A version of this story about The National, Bryce and Aaron Dessner, and their original songs for “Cyrano,” appeared in The Race Begins issue of TheWrap magazine.
The National, best known for their self-described “ugly duckling” rock songs that are emotional and introspective yet idiosyncratic, on the surface sound like the perfect people to write a musical about one of literature’s most iconic ugly ducklings, Cyrano de Bergerac, in Joe Wright’s movie musical “Cyrano.”
But even though Bryce and Aaron Dessner, the band’s guitarists and multi-instrumentalists, have dabbled in everything from classical and experimental arrangements to their own moody, electronic scores (“The Revenant,” “The Two Popes,” this year’s “C’mon, C’mon”) writing songs in the service of a narrative — first for the stage and then the screen — was a new challenge.
“Who would’ve thought that a song like ‘Fake Empire’ was an anthem that thousands of people would sing?

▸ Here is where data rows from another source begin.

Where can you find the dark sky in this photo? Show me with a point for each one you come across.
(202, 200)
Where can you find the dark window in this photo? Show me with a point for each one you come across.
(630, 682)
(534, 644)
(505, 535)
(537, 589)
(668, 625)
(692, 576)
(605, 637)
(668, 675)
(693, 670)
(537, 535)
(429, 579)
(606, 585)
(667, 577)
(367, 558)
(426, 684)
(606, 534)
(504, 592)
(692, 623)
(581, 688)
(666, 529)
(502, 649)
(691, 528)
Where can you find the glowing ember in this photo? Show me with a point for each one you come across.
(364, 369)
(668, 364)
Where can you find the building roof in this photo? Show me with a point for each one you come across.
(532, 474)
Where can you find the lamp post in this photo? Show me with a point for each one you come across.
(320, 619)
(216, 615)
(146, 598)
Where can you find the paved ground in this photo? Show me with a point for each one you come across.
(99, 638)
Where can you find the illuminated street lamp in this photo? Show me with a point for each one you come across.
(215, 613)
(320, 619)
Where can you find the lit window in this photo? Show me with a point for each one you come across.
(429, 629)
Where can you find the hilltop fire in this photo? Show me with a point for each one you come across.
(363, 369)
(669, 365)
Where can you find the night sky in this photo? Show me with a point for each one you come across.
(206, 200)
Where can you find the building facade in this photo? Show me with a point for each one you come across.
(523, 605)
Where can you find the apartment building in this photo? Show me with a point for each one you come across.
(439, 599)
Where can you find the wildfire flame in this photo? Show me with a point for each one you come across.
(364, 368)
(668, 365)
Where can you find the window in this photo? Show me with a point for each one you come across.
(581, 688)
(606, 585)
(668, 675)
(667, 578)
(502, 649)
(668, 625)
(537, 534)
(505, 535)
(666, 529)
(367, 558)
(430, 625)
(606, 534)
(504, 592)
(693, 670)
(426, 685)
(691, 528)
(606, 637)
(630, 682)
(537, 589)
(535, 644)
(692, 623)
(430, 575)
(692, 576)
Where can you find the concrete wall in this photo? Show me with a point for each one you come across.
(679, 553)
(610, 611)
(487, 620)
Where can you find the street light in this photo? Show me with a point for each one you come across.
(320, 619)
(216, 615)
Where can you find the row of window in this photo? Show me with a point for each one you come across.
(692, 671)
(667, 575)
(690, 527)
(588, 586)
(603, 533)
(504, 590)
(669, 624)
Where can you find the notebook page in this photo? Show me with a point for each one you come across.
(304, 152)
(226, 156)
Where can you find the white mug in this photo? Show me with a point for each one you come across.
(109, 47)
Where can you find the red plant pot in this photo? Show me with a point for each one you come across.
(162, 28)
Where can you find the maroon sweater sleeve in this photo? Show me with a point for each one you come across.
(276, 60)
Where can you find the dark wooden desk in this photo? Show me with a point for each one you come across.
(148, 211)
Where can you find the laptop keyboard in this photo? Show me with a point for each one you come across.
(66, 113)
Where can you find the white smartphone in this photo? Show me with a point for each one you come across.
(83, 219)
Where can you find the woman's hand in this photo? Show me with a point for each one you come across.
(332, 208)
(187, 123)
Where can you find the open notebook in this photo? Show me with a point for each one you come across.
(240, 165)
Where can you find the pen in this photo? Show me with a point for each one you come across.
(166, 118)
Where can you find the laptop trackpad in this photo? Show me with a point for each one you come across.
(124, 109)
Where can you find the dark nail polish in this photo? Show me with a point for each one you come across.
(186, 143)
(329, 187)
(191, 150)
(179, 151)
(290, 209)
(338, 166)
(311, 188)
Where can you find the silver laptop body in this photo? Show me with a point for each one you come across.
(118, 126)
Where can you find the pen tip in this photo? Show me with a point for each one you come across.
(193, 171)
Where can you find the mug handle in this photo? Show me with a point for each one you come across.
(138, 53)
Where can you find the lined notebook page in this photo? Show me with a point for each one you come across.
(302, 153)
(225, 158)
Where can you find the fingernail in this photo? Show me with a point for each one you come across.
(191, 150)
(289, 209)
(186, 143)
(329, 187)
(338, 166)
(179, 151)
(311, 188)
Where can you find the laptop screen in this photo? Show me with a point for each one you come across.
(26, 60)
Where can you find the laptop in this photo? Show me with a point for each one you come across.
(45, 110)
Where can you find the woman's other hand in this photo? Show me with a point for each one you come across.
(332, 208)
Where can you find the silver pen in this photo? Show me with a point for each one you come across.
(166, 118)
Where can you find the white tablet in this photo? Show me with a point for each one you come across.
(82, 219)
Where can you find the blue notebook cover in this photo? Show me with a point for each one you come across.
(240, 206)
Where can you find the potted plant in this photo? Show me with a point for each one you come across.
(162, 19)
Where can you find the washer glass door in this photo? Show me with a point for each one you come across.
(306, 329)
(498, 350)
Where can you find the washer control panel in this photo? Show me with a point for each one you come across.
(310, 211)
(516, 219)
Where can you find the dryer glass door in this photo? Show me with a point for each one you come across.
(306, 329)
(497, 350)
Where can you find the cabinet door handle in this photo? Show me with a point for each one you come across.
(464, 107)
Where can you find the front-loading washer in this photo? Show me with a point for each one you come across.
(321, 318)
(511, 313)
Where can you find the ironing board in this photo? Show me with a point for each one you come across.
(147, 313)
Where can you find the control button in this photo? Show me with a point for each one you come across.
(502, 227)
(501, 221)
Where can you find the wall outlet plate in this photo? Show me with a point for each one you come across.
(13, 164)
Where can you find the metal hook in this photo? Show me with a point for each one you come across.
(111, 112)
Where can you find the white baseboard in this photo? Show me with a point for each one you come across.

There’s no sort of massive banging chorus. We’ve done that our whole lives,” Bryce Dessner told TheWrap. “But in ‘Cyrano’ it’s something else entirely. The songs weave in and out of the dialogue, they’re not the big needle drop moments.”
Most of them were written for a 2019 off-Broadway production adapted and directed by Erica Schmidt, who is married to the film’s star, Peter Dinklage. Schmidt wanted to update the traditional play’s long, poetic monologues with music that could blend with the dialogue. The lyrics themselves were even written directly into Schmidt’s screenplay, flowing between verse and song.
The National, hardly the type to pen a Broadway anthem or pop song, she felt might be just the group to capture that internal poetry of the words. And the band considers one of the film and play’s standout tracks “Wherever I Fall,” to be one of “the strongest songs we’ve written in our career” and a “timeless” song that they would’ve never written if not for “Cyrano.”
But a new song, “Every Letter,” uses pulse-quickening strings and feather-light piano to deliver a key narrative moment. The three main voices in the cast—Dinklage, Haley Bennett and Kelvin Harrison Jr.—sing live vocals despite not sharing the screen, which forced the Dessners to tinker with pitches and keys in a makeshift, baroque theater near the film’s set in Sicily.
“What would take a lot of pages in the play is done in this dramatic trio, which is unlike anything we’ve ever written really, to have this trio of voices communicating to each other through this sensual song about poetry and words,” Aaron Dessner explained.
The good news was that Dinklage’s baritone register sounds awfully like The National’s lead singer, Matt Berninger, who also wrote the “Cyrano” lyrics along with Carin Besser.
“What works for Matt doesn’t really work for anyone else because he can read the phone book and it sounds meaningful,” Bryce Dessner said. “But Peter, once he let go of trying to sing like Matt, found his own beautiful way of expressing these songs, and we were able to tailor them around him. He’s such a virtuosic actor and really showed himself to have an incredible voice as well.”
Berninger did, however, get to sing on the other new track, “Somebody Desperate,” a song that Bryce said is about the “impossibility and beauty of human longing and communication.” It didn’t fit in the flow of the narrative but was a “great thesis” for the play and perfect for the end credits.
The Dessners agreed that Berninger and Besser “poured their soul” into their lyrics, and they added that to have their music be so “elemental to the piece” from the very beginning was a dream come true.
“Our songwriting is all woven together. It’s the inverse of what we do in the band, usually,” Aaron Dessner said. “This is something we always dreamed about, and then to have it happen is really special.”